With these internal protein interactions in hand, widely used molecular simulation software developed by Axel Brunger at Stanford University generated the atomic details of the protein shape. The team was for the first time able to compute remarkably accurate shapes from sequence information alone for a test set of 15 diverse proteins, with no protein size limit in sight, with unprecedented accuracy.

"Alone, none of the individual pieces are completely novel, but apparently nobody had put all of them together to predict 3D protein structure," Colwell said.

To test their method, the researchers initially focused on the Ras family of signaling proteins, which has been extensively studied because of its known link to cancer. The structure of several Ras-type proteins has already been solved experimentally, but the proteins in the family are larger-with about 160 amino acid residues-than any proteins modeled computationally from sequence alone.

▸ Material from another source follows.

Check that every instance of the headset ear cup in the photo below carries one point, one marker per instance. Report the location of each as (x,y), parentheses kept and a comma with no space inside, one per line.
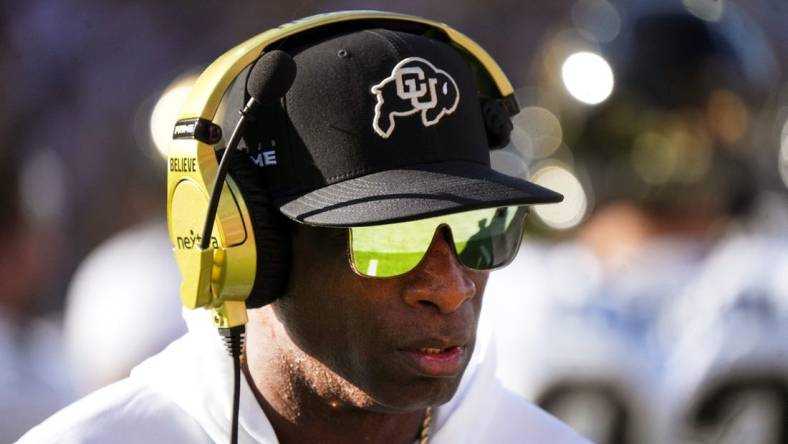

"When we saw the first computationally folded Ras protein, we nearly went through the roof," Marks said. To the researchers' amazement, their model folded within about 3.5 angstroms of the known structure with all the structural elements in the right place. And there is no reason, the authors say, that the method couldn't work with even larger proteins.

The researchers caution that there are other limits, however: Experimental structures, when available, generally are more accurate in atomic detail. And, the method works only when researchers have genetic data for large protein families. But advances in DNA sequencing have yielded a torrent of such data that is forecast to continue growing exponentially in the foreseeable future.

The next step, the researchers say, is to predict the structures of unsolved proteins currently being investigated by structural biologists, before exploring the large uncharted territory of currently unknown protein structures.

"Synergy between computational prediction and experimental determination of structures is likely to yield increasingly valuable insight into the large universe of protein shapes that crucially determine their function and evolutionary dynamics," Sander said.

This research was funded by the National Cancer Institute and the Engineering and Physical Sciences Research Council of the United Kingdom.